When a new business decides to hire employees, a distinct set of financial and tax considerations arises, making an accountant’s guidance particularly valuable. The first step involves obtaining an Employer Identification Number (EIN) from the IRS. This unique nine-digit number is required for tax purposes, including reporting payroll taxes and filing tax returns, acting as the business’s federal tax ID.
Employers are responsible for withholding and remitting various federal payroll taxes from employee wages. These include Social Security and Medicare taxes, collectively known as FICA taxes. Employers also contribute to the Federal Unemployment Tax Act (FUTA) program, which provides benefits to unemployed workers. The FUTA tax rate is 6% on the first $7,000 of an employee’s wages, though employers can often receive a credit for state unemployment taxes paid, reducing the effective federal rate.
In addition to federal obligations, businesses must comply with state payroll taxes, which typically include State Unemployment Tax Act (SUTA) taxes. SUTA rates and wage bases vary by state, and employers usually pay these taxes to fund state unemployment benefits. An accountant assists in setting up a robust payroll system, whether in-house or through a third-party provider, to accurately calculate withholdings, track wages, and ensure timely tax deposits.
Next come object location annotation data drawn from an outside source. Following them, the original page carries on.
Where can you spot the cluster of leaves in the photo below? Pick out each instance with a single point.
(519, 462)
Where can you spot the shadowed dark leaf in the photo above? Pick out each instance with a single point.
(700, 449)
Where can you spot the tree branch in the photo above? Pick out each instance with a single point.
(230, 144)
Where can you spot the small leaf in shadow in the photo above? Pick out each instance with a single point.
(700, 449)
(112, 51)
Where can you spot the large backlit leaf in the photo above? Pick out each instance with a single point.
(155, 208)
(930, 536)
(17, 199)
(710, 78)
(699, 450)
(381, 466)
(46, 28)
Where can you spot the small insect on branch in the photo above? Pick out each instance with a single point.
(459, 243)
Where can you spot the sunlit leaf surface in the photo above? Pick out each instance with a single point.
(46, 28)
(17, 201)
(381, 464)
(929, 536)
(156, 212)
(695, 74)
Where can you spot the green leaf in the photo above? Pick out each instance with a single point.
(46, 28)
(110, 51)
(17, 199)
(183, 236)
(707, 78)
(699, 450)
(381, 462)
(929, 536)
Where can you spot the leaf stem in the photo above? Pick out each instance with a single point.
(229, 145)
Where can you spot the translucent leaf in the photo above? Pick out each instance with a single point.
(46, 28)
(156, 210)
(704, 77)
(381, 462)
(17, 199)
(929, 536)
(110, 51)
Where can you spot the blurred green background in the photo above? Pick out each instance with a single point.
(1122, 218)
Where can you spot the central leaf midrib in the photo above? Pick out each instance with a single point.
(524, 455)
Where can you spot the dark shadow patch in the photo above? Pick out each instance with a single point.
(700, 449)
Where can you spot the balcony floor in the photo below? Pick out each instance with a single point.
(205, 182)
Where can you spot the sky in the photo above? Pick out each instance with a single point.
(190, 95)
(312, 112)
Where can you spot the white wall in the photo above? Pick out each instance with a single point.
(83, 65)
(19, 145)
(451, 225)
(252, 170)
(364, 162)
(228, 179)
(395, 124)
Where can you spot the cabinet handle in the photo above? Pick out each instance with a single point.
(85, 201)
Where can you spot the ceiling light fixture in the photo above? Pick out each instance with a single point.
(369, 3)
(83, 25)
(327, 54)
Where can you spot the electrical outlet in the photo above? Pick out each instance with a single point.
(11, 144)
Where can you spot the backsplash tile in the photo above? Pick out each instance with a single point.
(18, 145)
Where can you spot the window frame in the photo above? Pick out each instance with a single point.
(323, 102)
Employers have specific reporting requirements. Quarterly, employers typically file Form 941, Employer’s Quarterly Federal Tax Return, to report income, Social Security, and Medicare taxes withheld from employee wages, as well as the employer’s share of FICA taxes. Annually, employers issue Form W-2, Wage and Tax Statement, to each employee, detailing their wages and taxes withheld. An accountant ensures these forms are prepared accurately and filed by their respective deadlines, helping the business meet its employer tax responsibilities.